There's a bee in the house tonight

There's a bee in the house tonight and I feel both sad and hopeful.

I'm sad because she will die. She has been throwing herself up against a ceiling light and she will wear herself out and die. Even if I were to try to rescue her, she's probably a lost cause.

I have no idea how she got in. The glass doors are closed between the sunporch and the house so coming in through some secret opening in the sunporch windows isn't how she got here. Probably she came in on the back of one of the dogs.

I'm hopeful because her presence to me means that spring is really just around the corner. In bee season, I have a bee or two in the house almost every night.
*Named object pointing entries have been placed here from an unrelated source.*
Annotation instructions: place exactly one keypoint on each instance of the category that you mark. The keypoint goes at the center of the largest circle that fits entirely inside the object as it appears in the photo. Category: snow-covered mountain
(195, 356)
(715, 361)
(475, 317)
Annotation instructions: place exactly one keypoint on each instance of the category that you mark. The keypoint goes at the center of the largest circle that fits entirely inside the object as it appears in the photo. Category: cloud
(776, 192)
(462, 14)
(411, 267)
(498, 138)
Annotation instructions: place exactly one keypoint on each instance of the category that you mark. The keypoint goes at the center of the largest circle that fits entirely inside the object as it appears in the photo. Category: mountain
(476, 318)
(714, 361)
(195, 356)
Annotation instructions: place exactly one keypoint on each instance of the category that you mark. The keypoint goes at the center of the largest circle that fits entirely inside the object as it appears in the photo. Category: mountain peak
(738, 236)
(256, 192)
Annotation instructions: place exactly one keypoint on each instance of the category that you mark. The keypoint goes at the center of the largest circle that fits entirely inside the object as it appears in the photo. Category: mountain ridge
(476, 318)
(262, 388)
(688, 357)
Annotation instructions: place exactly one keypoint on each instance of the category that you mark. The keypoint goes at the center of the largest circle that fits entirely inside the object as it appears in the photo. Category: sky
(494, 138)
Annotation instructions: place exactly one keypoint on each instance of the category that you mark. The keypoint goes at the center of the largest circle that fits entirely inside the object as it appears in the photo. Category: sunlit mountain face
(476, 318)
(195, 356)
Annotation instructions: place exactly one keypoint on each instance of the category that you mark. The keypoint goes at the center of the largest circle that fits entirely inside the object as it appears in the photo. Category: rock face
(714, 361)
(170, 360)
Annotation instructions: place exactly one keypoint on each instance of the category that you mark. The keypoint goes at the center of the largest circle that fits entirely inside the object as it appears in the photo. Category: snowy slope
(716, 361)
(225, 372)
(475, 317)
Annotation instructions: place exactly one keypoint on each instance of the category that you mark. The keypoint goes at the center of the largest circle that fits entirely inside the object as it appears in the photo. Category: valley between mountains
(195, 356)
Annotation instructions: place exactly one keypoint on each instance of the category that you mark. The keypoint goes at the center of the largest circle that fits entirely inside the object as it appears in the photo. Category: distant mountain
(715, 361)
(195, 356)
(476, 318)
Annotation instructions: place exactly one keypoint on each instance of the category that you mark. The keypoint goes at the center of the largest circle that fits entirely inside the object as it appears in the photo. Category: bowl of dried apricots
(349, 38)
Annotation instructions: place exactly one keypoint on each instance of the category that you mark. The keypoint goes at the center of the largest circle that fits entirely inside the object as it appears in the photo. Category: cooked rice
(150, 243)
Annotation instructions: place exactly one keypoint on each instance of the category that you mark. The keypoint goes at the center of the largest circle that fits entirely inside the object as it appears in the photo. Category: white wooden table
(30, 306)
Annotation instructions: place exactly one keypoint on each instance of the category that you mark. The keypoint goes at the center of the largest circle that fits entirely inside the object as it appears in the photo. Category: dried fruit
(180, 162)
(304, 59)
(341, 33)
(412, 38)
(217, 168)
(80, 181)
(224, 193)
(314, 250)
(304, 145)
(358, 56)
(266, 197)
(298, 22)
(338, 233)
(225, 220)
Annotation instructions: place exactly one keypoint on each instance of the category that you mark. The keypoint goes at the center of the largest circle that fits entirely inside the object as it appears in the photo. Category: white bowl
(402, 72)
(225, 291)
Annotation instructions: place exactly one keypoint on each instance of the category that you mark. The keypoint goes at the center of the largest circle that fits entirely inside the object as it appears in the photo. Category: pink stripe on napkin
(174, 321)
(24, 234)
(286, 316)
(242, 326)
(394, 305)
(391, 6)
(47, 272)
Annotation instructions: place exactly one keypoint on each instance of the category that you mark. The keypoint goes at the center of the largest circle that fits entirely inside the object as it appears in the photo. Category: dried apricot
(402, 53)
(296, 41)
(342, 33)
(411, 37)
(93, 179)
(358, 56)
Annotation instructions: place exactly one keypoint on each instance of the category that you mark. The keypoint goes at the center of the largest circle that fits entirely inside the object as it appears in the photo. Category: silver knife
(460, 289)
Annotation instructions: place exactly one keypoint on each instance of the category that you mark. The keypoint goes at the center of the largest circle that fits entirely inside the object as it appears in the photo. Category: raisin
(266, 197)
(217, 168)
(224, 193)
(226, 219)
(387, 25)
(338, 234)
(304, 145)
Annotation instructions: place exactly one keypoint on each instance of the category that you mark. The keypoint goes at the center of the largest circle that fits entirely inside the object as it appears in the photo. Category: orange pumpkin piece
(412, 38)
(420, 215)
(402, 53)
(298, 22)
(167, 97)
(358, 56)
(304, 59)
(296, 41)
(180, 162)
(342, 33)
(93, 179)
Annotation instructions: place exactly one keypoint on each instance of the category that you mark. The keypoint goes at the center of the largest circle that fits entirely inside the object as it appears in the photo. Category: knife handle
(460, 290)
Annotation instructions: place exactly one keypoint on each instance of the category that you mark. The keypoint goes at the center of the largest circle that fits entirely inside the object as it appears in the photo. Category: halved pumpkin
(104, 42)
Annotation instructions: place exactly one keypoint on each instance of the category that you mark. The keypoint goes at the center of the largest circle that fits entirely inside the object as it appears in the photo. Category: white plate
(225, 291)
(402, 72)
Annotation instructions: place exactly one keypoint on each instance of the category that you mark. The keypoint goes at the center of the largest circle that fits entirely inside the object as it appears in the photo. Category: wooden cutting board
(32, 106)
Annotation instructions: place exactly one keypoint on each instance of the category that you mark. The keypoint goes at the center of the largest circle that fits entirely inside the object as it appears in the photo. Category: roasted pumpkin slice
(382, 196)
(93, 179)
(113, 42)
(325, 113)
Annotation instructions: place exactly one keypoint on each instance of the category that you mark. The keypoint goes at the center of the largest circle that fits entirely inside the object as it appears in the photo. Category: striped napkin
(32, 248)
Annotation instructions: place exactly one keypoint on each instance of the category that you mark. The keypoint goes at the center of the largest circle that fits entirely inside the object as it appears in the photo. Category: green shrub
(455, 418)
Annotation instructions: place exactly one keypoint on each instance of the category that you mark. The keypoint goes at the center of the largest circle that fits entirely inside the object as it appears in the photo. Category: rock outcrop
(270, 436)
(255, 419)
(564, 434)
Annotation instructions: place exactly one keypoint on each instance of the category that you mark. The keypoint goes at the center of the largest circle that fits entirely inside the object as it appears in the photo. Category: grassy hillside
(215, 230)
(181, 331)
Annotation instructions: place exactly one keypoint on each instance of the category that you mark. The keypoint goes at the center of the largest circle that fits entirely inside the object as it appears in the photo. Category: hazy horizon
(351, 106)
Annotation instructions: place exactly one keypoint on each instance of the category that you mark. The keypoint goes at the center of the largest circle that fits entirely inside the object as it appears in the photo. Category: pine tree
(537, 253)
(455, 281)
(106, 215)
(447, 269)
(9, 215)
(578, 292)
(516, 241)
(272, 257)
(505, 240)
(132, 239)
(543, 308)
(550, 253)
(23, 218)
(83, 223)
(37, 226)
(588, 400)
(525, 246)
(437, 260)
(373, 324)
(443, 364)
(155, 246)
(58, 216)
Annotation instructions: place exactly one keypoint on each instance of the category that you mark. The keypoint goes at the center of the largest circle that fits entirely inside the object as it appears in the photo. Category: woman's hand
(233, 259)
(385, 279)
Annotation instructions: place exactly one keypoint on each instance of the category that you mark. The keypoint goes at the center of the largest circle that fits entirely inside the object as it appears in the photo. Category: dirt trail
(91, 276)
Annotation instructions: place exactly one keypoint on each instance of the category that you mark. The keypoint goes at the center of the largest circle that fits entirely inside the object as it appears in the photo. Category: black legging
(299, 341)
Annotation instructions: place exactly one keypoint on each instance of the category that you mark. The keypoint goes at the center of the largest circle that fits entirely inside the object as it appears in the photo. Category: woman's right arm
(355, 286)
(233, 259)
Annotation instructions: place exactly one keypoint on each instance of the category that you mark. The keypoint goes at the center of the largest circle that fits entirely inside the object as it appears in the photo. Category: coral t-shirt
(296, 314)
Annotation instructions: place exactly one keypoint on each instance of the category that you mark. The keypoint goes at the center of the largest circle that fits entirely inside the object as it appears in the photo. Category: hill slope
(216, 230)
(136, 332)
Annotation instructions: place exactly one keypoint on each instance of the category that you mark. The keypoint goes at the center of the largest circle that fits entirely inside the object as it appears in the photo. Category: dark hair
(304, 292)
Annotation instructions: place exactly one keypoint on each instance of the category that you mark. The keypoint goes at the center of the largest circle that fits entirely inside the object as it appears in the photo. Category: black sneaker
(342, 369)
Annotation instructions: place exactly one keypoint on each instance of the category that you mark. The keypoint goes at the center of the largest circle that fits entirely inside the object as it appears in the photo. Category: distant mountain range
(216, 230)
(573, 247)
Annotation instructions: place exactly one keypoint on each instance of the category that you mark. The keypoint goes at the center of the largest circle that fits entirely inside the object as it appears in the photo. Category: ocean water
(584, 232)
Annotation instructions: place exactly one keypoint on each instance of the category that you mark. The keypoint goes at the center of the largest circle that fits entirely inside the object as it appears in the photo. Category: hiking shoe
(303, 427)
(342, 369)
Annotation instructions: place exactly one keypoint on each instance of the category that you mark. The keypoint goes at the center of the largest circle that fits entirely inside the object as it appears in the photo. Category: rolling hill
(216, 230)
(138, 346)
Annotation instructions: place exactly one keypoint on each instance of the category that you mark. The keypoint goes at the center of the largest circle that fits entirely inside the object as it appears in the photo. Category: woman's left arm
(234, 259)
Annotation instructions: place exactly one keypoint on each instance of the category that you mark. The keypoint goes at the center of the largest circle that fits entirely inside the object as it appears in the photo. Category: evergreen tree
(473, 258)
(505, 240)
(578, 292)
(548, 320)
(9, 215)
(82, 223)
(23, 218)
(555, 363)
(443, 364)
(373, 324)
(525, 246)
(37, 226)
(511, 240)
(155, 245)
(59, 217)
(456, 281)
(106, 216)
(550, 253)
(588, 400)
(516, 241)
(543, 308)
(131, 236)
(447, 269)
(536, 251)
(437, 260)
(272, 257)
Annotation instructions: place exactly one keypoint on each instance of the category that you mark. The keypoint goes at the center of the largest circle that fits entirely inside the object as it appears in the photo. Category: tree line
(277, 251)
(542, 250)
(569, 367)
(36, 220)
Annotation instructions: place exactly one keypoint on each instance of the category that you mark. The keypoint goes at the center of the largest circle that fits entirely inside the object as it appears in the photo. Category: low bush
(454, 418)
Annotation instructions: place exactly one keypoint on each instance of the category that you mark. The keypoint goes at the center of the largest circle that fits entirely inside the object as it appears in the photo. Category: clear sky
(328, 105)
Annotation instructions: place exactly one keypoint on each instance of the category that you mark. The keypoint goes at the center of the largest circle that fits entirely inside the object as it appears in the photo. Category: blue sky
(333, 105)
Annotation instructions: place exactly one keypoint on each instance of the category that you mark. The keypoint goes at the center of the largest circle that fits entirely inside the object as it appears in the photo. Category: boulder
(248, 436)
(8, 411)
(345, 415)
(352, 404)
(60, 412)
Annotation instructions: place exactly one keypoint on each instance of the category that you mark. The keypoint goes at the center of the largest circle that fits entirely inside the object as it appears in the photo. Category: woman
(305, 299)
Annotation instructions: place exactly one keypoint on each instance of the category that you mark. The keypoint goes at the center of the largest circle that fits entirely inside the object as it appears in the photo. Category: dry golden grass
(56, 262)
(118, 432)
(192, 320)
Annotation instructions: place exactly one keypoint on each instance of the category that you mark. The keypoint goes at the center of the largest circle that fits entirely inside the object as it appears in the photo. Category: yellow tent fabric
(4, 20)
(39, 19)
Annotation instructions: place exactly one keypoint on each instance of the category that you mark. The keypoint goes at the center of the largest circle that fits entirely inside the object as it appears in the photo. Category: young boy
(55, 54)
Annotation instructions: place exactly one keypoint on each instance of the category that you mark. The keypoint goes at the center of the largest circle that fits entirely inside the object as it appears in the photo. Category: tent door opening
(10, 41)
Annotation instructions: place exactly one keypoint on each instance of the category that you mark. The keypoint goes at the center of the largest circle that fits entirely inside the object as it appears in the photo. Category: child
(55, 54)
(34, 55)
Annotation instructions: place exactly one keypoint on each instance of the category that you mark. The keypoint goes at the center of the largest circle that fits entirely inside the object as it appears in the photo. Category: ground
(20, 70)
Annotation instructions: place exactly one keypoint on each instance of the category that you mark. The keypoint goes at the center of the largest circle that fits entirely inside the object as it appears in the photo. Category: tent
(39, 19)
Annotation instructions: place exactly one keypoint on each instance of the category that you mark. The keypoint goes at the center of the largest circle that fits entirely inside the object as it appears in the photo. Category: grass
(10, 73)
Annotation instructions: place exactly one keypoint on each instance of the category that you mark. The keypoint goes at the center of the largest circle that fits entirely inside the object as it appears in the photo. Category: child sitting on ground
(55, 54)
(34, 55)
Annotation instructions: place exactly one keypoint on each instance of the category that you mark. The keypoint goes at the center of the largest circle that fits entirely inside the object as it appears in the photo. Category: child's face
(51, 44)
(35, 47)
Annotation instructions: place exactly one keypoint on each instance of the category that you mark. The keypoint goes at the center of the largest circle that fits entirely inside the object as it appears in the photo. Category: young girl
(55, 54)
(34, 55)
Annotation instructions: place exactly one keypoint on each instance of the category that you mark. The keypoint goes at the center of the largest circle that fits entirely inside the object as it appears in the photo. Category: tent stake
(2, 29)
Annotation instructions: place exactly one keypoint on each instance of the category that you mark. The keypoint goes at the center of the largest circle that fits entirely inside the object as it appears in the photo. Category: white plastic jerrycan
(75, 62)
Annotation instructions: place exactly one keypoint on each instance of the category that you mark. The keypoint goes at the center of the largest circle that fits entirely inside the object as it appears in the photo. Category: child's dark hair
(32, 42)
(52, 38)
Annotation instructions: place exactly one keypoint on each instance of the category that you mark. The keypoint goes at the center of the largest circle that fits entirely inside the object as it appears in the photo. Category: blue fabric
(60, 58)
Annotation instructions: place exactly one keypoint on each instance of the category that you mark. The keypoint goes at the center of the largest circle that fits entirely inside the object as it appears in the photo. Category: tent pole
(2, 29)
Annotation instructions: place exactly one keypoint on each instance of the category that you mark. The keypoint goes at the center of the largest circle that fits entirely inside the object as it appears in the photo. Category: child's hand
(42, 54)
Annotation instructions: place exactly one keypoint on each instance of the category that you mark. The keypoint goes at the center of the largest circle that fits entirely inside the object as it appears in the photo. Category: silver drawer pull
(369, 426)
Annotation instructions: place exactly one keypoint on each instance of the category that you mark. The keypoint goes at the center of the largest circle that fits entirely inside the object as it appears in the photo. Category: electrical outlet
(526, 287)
With my hives just feet from the door to my house, it is hard to prevent the arrival of a bee in the house. The inside bees don't sting - they are much too frantically trying to kill themselves on the lights.

Note: The bee book I am reading for February is Robbing the Bees by Holley Bishop. My sweet daughter gave it to me for my birthday and I am enjoying reading this "biography of honey."

Sunday, February 03, 2008

Garden Club Talk about Bees



On Monday night I gave a talk to a garden club in Stone Mountain, GA on being a beekeeper. I took an empty 8 frame medium hive box, screened bottom board, super and some frames. I took a frame of pollen, a frame of partially drawn comb, and a fully capped frame of honey to show them.

The meeting was a group of men and women who were quite interested in the bees and asked all kinds of questions. I let them taste honey from my bees and gave them all lip balm in tin watch cases (see picture). I passed around a beeswax candle and let them try the lotion that I had just finished the night before. I also handed out a sheet of bee facts that I had gotten from various places.

I was a little scared since the only other talk I had given to non-beekeepers was at the Atlanta History Center in October. This garden club talk went really well and they asked good questions. As it turned out, the hardest part was finding the house where the garden club met, although now that I have a phone with a GPS system as part of it, I never get completely lost!

My next scheduled talk is on Feb 25 when I will be talking to the Henderson Mill 5th grade school garden club at their after school meeting - that should be fun.